仕事の日、ジェイソンは抽選で当たったライブに、ティムはスーパーマンの弟、コナーと泊まりに、バッツはバーバラがパパの会社を見せてあげる、と連れて行った。根回しが良すぎる。きっと抽選に小細工したのも誰かだろう。それだけ、他のファミリーもこの仕事を重要に思っているのだ。
ディックは独りの家で寂しげに笑った。
「これでアナタは満足かな…」
そう言って、忍ばせたナイフに触れ、暗闇の中に消えた。
そして、ディックは仕事をした。
「どうゆうこと?バットマンにはならない?」
「はい。僕はまだロビンの名のままでいます。」
次の日、また二人は向かい合っていた。
「バットマンと、バットファミリーの後継者としての仕事だったはずよ。だれか他の代理としてやったつもり?」
「…いいや。家族にバットマンの名は継がせない。そのために今回の仕事はロビン、つまりバットマン後継者としてやった。」
ディックがバットマンになれば誰かをロビンにしなくてはならない。つまり誰かが結局はこの仕事につくわけだ。
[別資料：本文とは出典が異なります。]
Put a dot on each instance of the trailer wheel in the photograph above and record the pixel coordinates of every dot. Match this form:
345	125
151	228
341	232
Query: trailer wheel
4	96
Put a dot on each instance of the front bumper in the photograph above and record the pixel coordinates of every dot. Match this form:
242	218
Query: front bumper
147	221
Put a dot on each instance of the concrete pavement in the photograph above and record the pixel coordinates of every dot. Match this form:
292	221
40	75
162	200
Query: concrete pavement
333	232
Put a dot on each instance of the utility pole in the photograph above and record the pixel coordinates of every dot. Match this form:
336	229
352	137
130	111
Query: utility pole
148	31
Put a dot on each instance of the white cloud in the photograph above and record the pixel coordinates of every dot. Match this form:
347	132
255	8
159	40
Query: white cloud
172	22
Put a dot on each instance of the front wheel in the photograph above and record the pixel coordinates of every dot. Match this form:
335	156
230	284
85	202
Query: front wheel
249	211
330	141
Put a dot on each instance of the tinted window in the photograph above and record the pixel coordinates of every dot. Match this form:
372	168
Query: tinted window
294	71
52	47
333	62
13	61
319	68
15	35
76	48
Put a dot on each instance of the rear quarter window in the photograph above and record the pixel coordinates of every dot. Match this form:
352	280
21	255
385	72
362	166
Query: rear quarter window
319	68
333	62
「だから僕がロビンのままでいる。そして誰も困らない選択肢を探す。」
「立派なご兄弟愛ね。ならまた仕事がきたらどうするのよ。」
ディックは立ち上がった。その目には決心が宿っていた。
「家族の手は汚させない。それは、バットマンの意志をつぎ、僕がするさ。」
「…まったく。そうゆう所がブルースそっくりよ…。」
「わぁ!今日のご飯はご馳走だ!!」
テーブルにずらりと並ぶ食事に踊るティムにディックが胸を張る。
「臨時収入が入ってね。」
ジェイソンの進学とティムの修学旅行とバッツの入学費を支払えるほどの臨時収入が。
「さぁ、二人も呼んできて―あ、ジェイソンだけでいいかな。」
「ダミアンは?」
ディックはティムの後ろを指差した。そこには気配を消しながらソファーで眠りこけたダミアンがいた。
「起きて、ダミアン。ご飯だよ。」
ディックは優しく、ダミアンをゆり起こした。